Useful Regex Codes for Google Analytics Reporting

Author's avatar Analytics UPDATED May 5, 2022 PUBLISHED Apr 7, 2022 12 minutes read

Table of contents

    Peter Caputa

    To see what Databox can do for you, including how it helps you track and visualize your performance data in real-time, check out our home page. Click here.

    Understanding regular expressions (regex) can be really challenging, especially if you are just getting started, but having this skill set is useful, especially for analysts and marketers. Regular expressions are essential for speeding up, setting up and auditing Google Analytics accounts and reports, and they help with advanced targeting, data organization, and deep insights delivery. 

    They also improve your ability to get accurate Google Analytics results, and as a newbie, you don’t need to have it all figured out initially. This article will discuss regex codes and provide all the information you need to use them in Google Analytics reporting.

    So, let’s get right to it.

    What is Regex, and Why Do We Need It?

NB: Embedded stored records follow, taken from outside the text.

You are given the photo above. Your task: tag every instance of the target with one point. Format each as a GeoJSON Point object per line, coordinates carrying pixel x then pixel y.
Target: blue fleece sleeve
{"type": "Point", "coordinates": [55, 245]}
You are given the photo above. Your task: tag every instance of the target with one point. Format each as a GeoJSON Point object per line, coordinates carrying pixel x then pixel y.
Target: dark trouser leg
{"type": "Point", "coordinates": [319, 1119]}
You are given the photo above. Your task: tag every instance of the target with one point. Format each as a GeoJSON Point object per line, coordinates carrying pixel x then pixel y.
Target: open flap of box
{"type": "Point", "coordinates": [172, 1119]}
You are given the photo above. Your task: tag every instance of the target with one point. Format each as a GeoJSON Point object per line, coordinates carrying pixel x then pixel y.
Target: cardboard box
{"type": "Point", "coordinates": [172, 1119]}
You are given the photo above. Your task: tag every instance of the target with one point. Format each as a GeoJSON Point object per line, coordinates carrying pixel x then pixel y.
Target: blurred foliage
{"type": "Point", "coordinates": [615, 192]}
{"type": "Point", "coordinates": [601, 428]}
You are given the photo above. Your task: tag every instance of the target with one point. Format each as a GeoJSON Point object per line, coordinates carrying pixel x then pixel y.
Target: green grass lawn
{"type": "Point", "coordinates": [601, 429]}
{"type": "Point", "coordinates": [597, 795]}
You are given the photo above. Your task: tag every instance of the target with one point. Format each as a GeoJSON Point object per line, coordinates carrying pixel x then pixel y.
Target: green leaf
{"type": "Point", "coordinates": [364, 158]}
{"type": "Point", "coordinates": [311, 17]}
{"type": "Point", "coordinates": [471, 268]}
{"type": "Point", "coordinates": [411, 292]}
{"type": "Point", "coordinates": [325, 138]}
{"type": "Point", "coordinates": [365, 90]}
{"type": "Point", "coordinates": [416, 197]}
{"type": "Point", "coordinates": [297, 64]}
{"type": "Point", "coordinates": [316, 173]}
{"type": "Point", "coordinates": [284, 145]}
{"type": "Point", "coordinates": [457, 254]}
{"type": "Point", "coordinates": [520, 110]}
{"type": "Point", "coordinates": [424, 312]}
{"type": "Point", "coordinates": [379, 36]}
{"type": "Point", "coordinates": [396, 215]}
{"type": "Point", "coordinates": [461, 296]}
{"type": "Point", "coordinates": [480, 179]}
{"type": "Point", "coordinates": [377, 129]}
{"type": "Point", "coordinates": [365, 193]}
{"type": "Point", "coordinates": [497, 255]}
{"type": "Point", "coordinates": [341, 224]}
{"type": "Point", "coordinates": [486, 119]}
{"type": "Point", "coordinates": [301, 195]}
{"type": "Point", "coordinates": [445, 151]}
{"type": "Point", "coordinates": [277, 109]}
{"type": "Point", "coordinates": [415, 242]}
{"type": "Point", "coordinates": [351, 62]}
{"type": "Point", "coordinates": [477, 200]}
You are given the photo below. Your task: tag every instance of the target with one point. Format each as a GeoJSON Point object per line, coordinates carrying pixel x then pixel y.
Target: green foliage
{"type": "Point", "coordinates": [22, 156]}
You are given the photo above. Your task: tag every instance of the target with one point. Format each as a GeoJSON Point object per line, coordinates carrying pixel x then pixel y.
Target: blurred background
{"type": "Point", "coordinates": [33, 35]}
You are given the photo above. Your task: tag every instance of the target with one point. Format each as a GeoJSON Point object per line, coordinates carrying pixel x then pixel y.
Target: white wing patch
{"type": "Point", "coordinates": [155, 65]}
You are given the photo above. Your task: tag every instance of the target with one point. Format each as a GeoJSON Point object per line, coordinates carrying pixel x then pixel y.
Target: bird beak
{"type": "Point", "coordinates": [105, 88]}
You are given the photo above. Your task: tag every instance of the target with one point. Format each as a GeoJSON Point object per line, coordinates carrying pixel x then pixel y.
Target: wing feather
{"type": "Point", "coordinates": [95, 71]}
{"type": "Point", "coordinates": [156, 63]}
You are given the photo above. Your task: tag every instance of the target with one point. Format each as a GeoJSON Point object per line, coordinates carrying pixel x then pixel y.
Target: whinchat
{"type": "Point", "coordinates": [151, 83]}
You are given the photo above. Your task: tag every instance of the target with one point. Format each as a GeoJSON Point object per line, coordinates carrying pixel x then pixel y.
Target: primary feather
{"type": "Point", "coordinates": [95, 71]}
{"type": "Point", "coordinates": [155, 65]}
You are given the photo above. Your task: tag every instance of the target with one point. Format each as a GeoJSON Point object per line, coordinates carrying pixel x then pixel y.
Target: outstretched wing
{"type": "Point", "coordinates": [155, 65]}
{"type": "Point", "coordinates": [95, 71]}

    Regular expressions, also referred to as regex, are specific character sequences that broadly match search patterns in your analytics data set. They provide a syntax for finding, defining, and extracting data where basic filtering is not sufficient, and they can be used in multiple ways. You can use this tool in Google Analytics to develop flexible definitions for terms like goals, content groups, view filters, audiences, channel grouping, and segments. Besides, you can use regular expressions in place of plain text to simplify complex logic and test variables.

    You can use this tool to find new data that Google does not filter by default. A regex is not only valuable for analytics, as users can use it to check for patterns in a string and run complex targeting on their A/B tests.  Different tools and programming languages allow regular expressions, and they are usually made up of metacharacters with special meanings.

    Regex Uses in Google Analytics

    Regular expressions are handy in Google Analytics as they provide flexibility for report customization and configuration. Highlighted below are a few other uses of regex in Google Analytics.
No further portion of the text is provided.